6) [6] and focal positivity for S100 and MDM2 (fig.7). [6] Figure 2. HAEMATOXYLIN-EOSIN Figure 3. HAEMATOXYLIN-EOSIN Figure 4. HAEMATOXYLIN-EOSIN Figure 5. CD34 Figure 6. P16 Figure 7. MDM2 The immunostainings for Actin ML (clone 1A4), desmin and Actin MS (clone HHF35) were negative. Ki67 showed a verylow proliferative index (1-3 mitoses to 10 HPF). The surgical resection margins were involved by the neoplasm. The morphological and immunohistochemical findings gave evidence for a well-differentiated liposarcoma/atypical lipomatous tumor arising in an unusual location.

Discussion

Well-differentiated liposarcoma is one of the most common soft tissue sarcomas, however thoracic site is infrequent, as dermal localization, accounting for 1% of all cases.[1-2] In our case, in addition to the unusual location such as the subcutis of the chest wall, some areas with greater aspects of pleomorphism represented a question in the differential diagnosis, since these lesions are rarely found.

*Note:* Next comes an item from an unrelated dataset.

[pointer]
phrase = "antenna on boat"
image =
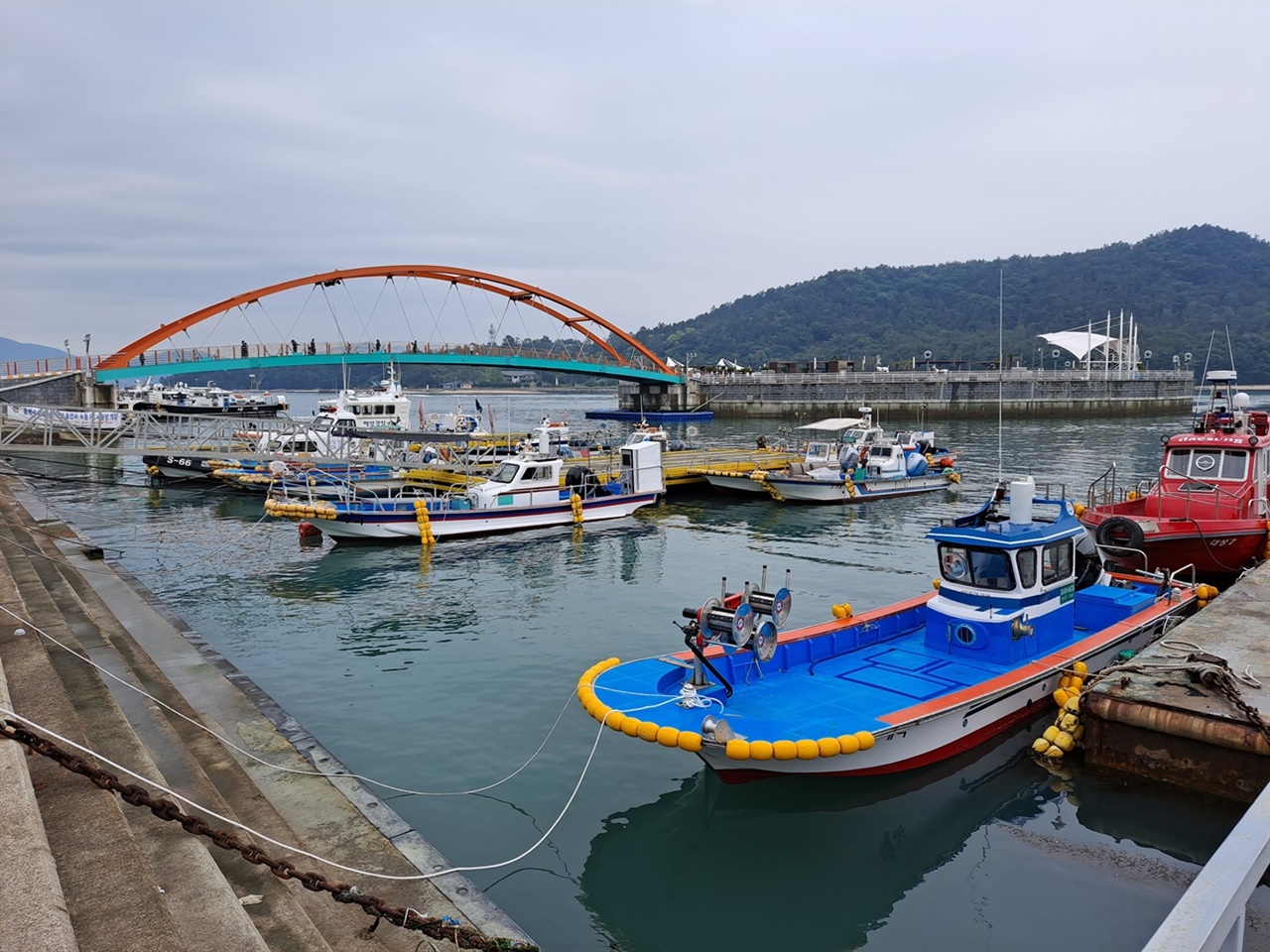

The differential diagnosis was oriented between a welldifferentiated liposarcoma and a pleomorphic liposarcoma; the low proliferative index (KI-67), the absence of adipose necrosis or haemorrhagic areas, the immunohistochemical staining of MDM2, which resulted positive (fig.7) was decisive for a correct diagnosis of well-differentiated liposarcoma; staining for MDM2 and CDK4 is characteristically negative in pleomorphic liposarcoma.

[7] Finally, the communication of complete or incomplete surgical excision of the lesion is essential; the latter condition exposes to the high risk of relapses but at the same time allows the patient to be educated on the need for close follow-up. Availability Of Data Data supporting the findings of this study are available from the corresponding author upon request. Conflict Of Interest The authors declare that there is no conflict of interest with respect to the publication of this study.